One of the big reasons for installing smart meters is to introduce "Time Of Use" pricing, ie much higher prices in peak times like the evenings.
This is likely to affect the working poor particularly hard, if they can't easily shift all their cooking and laundry and showers to the off-peak period.
It will be interesting to see if the power companies now crack, and start to roll out evening price surge tariffs in a big way BEFORE they get the majority of households onto a smart meter.
This was NOT their plan!
The plan was to get most people onto a smart meter, introduce TOU tariffs as though they were just an off-peak discount... and then crank the peak time pricing into the stratosphere making it unaffordable for many people. (Ie same technique as trains, with some cheap off-peak or advance tickets, and eyewatering standard tickets.)

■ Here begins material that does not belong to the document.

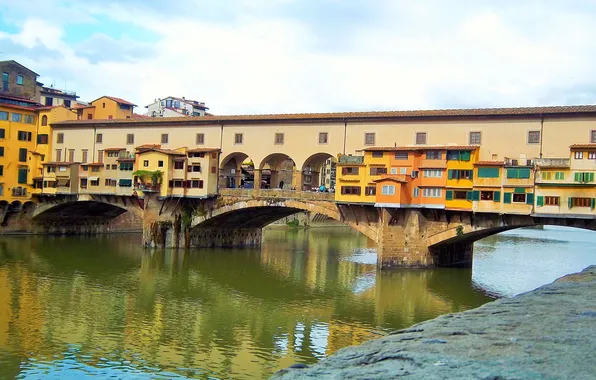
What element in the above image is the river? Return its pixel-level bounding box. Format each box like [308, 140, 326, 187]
[0, 227, 596, 379]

Because of the delay, the power companies may have to run a decent non-TOU tariff for the majority of customers (to keep those customers and to avoid the wrath of Ofgem), at the same as they run a TOU tariff available to those who have smart meters.

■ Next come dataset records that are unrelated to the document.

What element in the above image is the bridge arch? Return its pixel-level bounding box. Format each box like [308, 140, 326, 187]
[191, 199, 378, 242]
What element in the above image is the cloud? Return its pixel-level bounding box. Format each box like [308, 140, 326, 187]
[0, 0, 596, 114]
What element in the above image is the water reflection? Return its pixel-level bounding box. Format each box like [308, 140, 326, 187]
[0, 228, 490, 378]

This would mean evening surge price tariffs would actually get a decent-sized customer trial among early adopters with smart meters.
After that, the rest of us can make a more informed choice about whether we want such tariffs.
TL;DR: a partial roll-out of TOU tariffs would be a good thing to those who genuinely care about customer choice. They may be a bad thing to those trying to steamroller through a non-choice "choice"!